On July 6, 2026, Illinois Governor JB Pritzker signed into law SB 315, a frontier model safety act that resembles the New York RAISE Act, discussed in our prior blog post here, and California’s Transparency in Frontier Artificial Intelligence Act (TFAIA), discussed in our prior blog post here. The law takes effect January 1, 2027, with transparency-reporting and audit obligations beginning January 1, 2028. Similar to the New York and California laws, SB 315 will apply to frontier developers (i.e., persons that train, or initiate the training of, a frontier model using computing power greater than 10^26 integer or floating point operations), with certain provisions applicable only to large frontier developers (i.e., frontier developers with annual gross revenue over $500 million in the preceding year). SB 315 also includes public safety disclosure and reporting requirements. Notably, SB 315 also imposes a third-party audit requirement not found in either the New York or the California law.
- Frontier AI Frameworks: Large frontier model developers must implement, publicly post, and maintain a frontier AI framework that describes how the developer addresses catastrophic-risk assessment, mitigations, internal governance, cybersecurity, third-party evaluations, and risks from internal use of frontier models. This framework must be reviewed at least once per year, and where there are material updates, the modified framework and a justification must be clearly and conspicuously posted within 30 days. For these frameworks, SB 315 takes an approach similar to TFAIA’s requirement that large frontier model developers describe their “approach” to these topics, rather than the RAISE Act’s requirement to describe how they “handle” these topics “in detail.”
- Transparency Reports: Before deploying a new frontier model or substantially modifying an existing frontier model, all frontier developers must clearly and conspicuously publish a transparency report that includes, among other things, a mechanism for a natural person to communicate with the frontier developer, the languages supported by the model, any generally applicable restrictions or conditions on use, and summaries of catastrophic risk assessments.
- Third Party Audits: Large frontier developers must retain independent third parties to annually audit compliance with SB 315. The auditor’s report must include, among other things, a description of any material deviations from the law and an assessment of the large frontier developer’s internal controls.
- Reporting: The regulator must establish a mechanism that a frontier developer or member of the public can use to report a critical safety incident. Frontier developers must report to the Illinois Emergency Management Agency (“Agency”) and Attorney General within 72 hours after learning facts sufficient to establish a reasonable belief that a critical safety incident has occurred. If an incident involves an imminent risk of death or serious physical injury, the law requires reporting within 24 hours to the appropriate law enforcement or public safety agency.
- Large Frontier Developer Disclosures: Beginning January 1, 2027, a large frontier developer generally may not develop, deploy, or operate a frontier model in Illinois without a current disclosure statement and payment of a required fee. The disclosure statement must identify the large frontier developer’s name and address and a primary, secondary, and tertiary point of contact.

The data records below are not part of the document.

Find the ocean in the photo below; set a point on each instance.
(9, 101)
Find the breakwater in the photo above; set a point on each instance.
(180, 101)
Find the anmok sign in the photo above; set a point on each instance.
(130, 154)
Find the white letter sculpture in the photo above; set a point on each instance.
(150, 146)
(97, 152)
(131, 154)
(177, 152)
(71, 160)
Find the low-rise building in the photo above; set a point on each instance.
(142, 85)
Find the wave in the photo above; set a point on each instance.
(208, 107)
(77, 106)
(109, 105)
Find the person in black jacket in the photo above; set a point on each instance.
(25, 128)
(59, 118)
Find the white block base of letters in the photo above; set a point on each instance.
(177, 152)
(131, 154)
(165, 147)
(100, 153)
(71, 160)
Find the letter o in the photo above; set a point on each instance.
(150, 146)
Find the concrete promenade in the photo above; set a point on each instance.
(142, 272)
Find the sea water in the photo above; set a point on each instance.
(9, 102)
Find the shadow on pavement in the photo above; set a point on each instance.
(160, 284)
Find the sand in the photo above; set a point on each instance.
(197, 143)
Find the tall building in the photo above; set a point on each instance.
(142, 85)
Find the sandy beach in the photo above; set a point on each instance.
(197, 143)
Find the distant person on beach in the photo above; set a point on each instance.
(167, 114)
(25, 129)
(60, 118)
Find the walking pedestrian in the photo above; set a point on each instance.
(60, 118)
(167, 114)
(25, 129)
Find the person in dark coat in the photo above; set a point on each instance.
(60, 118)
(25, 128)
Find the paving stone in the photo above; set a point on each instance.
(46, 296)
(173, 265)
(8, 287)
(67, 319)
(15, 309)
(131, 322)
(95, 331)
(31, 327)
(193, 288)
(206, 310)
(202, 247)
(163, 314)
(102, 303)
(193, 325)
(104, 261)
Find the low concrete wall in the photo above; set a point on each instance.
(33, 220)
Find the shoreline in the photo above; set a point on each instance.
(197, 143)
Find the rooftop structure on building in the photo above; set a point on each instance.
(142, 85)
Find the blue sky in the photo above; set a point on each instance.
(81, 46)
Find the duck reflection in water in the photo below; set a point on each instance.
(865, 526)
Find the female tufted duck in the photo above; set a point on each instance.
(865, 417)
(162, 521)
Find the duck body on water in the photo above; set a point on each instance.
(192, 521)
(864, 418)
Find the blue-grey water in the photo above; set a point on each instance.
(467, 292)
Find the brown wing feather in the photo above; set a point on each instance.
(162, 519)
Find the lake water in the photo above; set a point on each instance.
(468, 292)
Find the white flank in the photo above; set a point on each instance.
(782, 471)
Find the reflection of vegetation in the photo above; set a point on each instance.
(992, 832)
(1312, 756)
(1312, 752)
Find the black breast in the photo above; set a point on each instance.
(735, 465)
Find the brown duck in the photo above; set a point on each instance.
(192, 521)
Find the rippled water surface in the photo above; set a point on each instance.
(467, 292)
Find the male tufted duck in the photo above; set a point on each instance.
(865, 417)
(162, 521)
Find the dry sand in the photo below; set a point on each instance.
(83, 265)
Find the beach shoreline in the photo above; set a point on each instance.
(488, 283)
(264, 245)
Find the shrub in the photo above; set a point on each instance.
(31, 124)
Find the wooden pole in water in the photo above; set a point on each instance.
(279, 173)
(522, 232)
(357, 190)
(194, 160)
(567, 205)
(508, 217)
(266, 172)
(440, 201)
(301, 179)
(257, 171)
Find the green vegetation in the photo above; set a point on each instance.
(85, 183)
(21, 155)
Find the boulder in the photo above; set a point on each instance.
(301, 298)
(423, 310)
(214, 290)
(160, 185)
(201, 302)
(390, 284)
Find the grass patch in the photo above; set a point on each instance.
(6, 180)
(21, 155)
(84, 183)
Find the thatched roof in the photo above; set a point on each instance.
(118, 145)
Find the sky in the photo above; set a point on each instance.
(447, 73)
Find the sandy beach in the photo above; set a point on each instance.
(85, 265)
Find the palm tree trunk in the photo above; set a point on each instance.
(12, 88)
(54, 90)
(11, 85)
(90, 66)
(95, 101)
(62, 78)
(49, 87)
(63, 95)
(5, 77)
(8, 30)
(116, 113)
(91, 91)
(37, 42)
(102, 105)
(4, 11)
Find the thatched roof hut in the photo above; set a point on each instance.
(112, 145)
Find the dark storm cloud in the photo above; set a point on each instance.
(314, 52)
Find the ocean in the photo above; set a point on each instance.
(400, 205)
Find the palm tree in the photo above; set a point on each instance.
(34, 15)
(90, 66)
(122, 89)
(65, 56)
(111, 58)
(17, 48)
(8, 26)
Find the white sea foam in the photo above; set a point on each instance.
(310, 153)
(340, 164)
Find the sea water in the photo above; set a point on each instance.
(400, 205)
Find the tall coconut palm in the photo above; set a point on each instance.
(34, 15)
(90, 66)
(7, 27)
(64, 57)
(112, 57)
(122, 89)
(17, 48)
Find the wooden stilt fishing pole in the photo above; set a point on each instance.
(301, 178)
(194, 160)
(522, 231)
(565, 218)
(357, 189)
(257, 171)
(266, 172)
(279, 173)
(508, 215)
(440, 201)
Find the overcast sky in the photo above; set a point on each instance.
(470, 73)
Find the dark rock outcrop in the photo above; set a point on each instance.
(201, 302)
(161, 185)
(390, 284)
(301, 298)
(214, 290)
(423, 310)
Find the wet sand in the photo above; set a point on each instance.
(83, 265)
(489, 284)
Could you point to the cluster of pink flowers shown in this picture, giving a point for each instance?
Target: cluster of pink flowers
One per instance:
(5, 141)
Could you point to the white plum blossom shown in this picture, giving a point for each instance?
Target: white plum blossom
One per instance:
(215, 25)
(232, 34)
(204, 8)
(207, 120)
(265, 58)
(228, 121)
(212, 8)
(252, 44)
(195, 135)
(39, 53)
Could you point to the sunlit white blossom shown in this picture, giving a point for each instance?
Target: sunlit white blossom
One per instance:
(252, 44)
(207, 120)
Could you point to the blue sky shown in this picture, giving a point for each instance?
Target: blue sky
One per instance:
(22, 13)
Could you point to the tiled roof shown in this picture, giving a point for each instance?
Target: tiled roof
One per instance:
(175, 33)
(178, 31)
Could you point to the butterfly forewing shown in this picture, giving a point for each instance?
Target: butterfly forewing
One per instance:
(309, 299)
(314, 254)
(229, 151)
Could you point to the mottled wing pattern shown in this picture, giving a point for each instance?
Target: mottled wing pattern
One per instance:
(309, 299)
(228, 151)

- Employee Reporting Protections: Similar to California’s TFAIA and Connecticut’s recently passed omnibus AI law, SB 315 will prohibit any frontier developer from preventing a covered employee from disclosing, or retaliating against a covered employee for disclosing, certain safety-related information to the government or a person with authority over the employee. Frontier developers must provide clear notice of these rights to the employee on a specified cadence and in a specified form.
- Enforcement: The Attorney General has exclusive authority to enforce SB 315, except for relevant claims under Illinois’s Whistleblower Act, and the law does not create a private right of action. Failure to publish or transmit compliant documents, perform required third-party audits, disclose critical safety incidents, or comply with a frontier AI framework is subject to civil penalties of up to $1 million for a first violation and $3 million for each subsequent violation.